地震予知に挑むブログ

不可能と結論づけられた地震予知。でも、迫りくる大地震の尻尾を捉えたい。

南海トラフ地震は最悪の想定、死者・不明32万人越えの衝撃。予知は可能か

以前にも書きましたが、東海地震を想定した大震法が、南海トラフ地域にも拡大されることが検討されることになりました。

大震法は40年も前に制定された法律で、東海地震の警戒地域に観測機器を設置し、予知と防災の強化を行ってきました。

以前は、東海地震単独で発生すると考えられていました。

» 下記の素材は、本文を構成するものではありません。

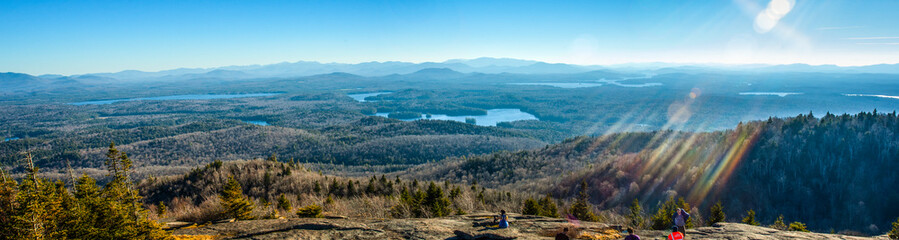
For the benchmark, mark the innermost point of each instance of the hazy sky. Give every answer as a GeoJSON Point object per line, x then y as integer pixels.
{"type": "Point", "coordinates": [71, 37]}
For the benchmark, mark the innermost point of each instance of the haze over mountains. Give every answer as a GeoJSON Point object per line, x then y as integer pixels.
{"type": "Point", "coordinates": [478, 65]}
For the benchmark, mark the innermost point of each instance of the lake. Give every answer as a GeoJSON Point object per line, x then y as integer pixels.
{"type": "Point", "coordinates": [260, 123]}
{"type": "Point", "coordinates": [561, 85]}
{"type": "Point", "coordinates": [870, 95]}
{"type": "Point", "coordinates": [177, 97]}
{"type": "Point", "coordinates": [779, 94]}
{"type": "Point", "coordinates": [618, 83]}
{"type": "Point", "coordinates": [493, 116]}
{"type": "Point", "coordinates": [360, 97]}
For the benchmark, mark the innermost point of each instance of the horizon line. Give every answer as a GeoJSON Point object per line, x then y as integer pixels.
{"type": "Point", "coordinates": [680, 64]}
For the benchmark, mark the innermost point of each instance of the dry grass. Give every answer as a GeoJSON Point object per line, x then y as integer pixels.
{"type": "Point", "coordinates": [195, 237]}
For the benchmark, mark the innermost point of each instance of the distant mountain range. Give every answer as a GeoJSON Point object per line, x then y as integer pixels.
{"type": "Point", "coordinates": [19, 81]}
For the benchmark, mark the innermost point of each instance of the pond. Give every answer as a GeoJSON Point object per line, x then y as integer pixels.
{"type": "Point", "coordinates": [618, 83]}
{"type": "Point", "coordinates": [260, 123]}
{"type": "Point", "coordinates": [493, 116]}
{"type": "Point", "coordinates": [870, 95]}
{"type": "Point", "coordinates": [360, 97]}
{"type": "Point", "coordinates": [779, 94]}
{"type": "Point", "coordinates": [176, 97]}
{"type": "Point", "coordinates": [561, 85]}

しかし、東日本大震災以降、研究が進み、南海トラフの東海・東南海・南海・更に日向灘まで連動した巨大地震が発生する可能性も否定できなくなりました。そこで、東海のみの対策強化では不足だと今回の大震法見直しに至ったのです。

また、被害想定も大幅な見直しが行われました。

2003年の想定では、M8.8、死者・不明者は2万4700人でした。

2015年の想定では、M9.1、死者・不明者は、なんと32万3000人です

全く、被害の規模が違うのがお判りでしょう。勿論、最悪のケースと想定した場合ですが。

想定死者が多いのは、静岡10万9000人、和歌山8万人、高知4万9000人などです。その他、三重、愛知、徳島、宮崎などが多く、津波の被害が大きいようです。

改めて見ると、大変な数字ですね。最悪の想定とはいえ、自然はいつも人知を超えてくるので、更に被害が大きくなる事だって、あるかも知れないのです。

例えば、南海トラフの刺激され、富士山や阿蘇山など、大規模噴火が誘発される可能性もあるのです。

 

今後はおそらく観測強化される南海トラフ地域ですが、予知は可能でしょうか。

政府はやはり、予知に関しては消極的なようです。

今は「予知は出来ない」という説が有力なので、観測は強化しても、事前に予知情報は出ない、ということです。

えぇ、じゃあ、なんでお金をかけて、観測を強化するの?

収集されたデータは、次の南海トラフではなく、貴重なデータとして、次の次の南海トラフ地震予知の為に使われるのでしょう。

また異常データが出ても、一部の研究者、政府関係者のみで共有されるのだと思います。

確かに、南海トラフが切迫していると情報が出れば、世間は大混乱に陥るでしょう。たとえ予知につながる情報があっても、一般の人間には、まず届きません。

 

東日本大震災原発の建屋が爆発した時、まだ世間一般の人は、何が起きているのか全く判りませんでした。怪しげな専門家が、安全だとテレビで言っていました。

しかし、その頃、東海道新幹線は満員で西に向かっていたのを、ご存じですか。

東電社員が、家族を西に逃れさせようとしたのです。関係者だけが、本当の危険性を知っていました。

今回の観測強化で、せめて情報公開が進むといいのですが。

予知をあきらめるのは簡単な事ですが、予知で救われる命があるかも知れません。

地震はまたやってきます。多くの研究者が予知に向き合った時間は、決して無駄ではないと思っています。